Auxiliaries (words such as must, shall, is) are central to English grammar. They are also puzzlingly complex in their behaviour. So much so that disagreement about their nature has been radical, and they remain a major area of difficulty. The interest of this area is compounded by the possibility of working out its history in some detail, given the abundant data available for earlier periods of English. It is clear that the area was much less well defined in earlier times; indeed it has even been claimed that modals were not to be distinguished grammatically from straightforward verbs at the earliest periods for which we have substantial records. Thus change has apparently been considerable. This means that the process of change will itself be important and interesting, and that we may achieve some insights into the nature of the modern category from an understanding of its development. So there is a major twofold challenge: to provide an appropriate synchronic account of English auxiliaries, and to show how this area of grammar developed historically. These are the twin challenges taken up in this book.
First, then, I have established a new account of the working of the modern auxiliary system. Its distinctive claim is that although auxiliaries carry apparently verbal categories such as ‘finite’ or ‘infinitive’ these are not inflectional in auxiliaries but are lexically specified, so that forms such as should or been behave in some respects like independent items. This leads to a simple, new and nonabstract account of a range of the properties of auxiliaries in terms of their distinctness from verbs, and to a fundamentally ‘lexical’ account of major properties of this ‘grammatical’ area.
This book aims to give an account of the grammar and history of English auxiliaries, that is of words like those italicized here:
(1) Could John have written it if Mary didn't? – No, it wasn ‘t written by a man.
Since this group includes words associated with modality, aspect, tense and voice (as in could, have, didn't, wasn't) they have often been labelled ‘auxiliary’ or ‘helping’ verbs, where an auxiliary is ‘a verb used to form the tenses, moods, voices, etc. of other verbs’ (OED Auxiliary, a. and sb. B sb. 3).

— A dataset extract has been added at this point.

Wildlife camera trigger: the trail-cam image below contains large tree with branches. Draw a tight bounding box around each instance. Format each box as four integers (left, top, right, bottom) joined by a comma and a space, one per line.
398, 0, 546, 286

This terminology encodes the traditional view that such properties are fundamentally those of verbs, as they are (for example) in the Latin one-word forms cantabo, cantarem, cantabatur in contrast with the corresponding English (I) shall sing, (I) might sing, (it) was being sung.
The problems of the present-day analysis and the historical development of this group of words have been a major area for discussion and disagreement in recent years. In this book I will present and justify new analyses in both structure and history. In the first half of the book I will argue that the most appropriate characterization of some of the major idiosyncrasies of the English auxiliary system follows directly from the nature of the categorial relationship between auxiliary and full verb. Auxiliaries do not share morphosyntactic generalizations appropriate to full verbs. Instead we need a fundamentally lexical account of the interrelationships between their categories. This insight leads to a fresh and illuminating account of ordering restrictions on English auxiliaries, of restrictions on the availability of their morphosyntactic categories, of their distribution in ellipsis and of some other individual properties.